I would like to end with a quote from an online book called Living the Generous Life:
Reflections on Giving and Receiving which was funded by the Fetzer Institute and edited by Wayne Muller and Megan Scribner:

If generosity is fundamentally relational, then the giving/receiving relationship is prey to all the challenges and obstacles inherent in any human relationship. Jealousy, dependency, power struggles, and deception can all infect the purity of an honest, easy kindness.

Any or all of these familiar human foibles can create a corrosive dilemma that impedes the authentic flow of generosity.
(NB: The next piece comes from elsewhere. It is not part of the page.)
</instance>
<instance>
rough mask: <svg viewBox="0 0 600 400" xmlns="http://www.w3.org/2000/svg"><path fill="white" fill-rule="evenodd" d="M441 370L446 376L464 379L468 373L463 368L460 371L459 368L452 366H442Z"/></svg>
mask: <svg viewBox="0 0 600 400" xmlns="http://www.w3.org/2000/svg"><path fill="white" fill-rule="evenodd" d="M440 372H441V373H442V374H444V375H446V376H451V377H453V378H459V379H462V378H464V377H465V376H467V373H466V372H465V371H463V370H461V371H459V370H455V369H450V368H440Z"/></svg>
Fear and dependency create scarcity in the giver, and lack of
empowerment in the receiver. What kinds of giving challenge both giver and receiver to be more open, honest, and authentic as they strive together to grow a relationship that is beneficial to both?

It is useful to remember that the act of giving begins on the inside. The rhythm of honest kindness arises out of an honest heart. If we are to be truly kind, we must be truly awake to our motivations, our fears, our strengths, and our gifts. In other words, we must first become the gift that we would give.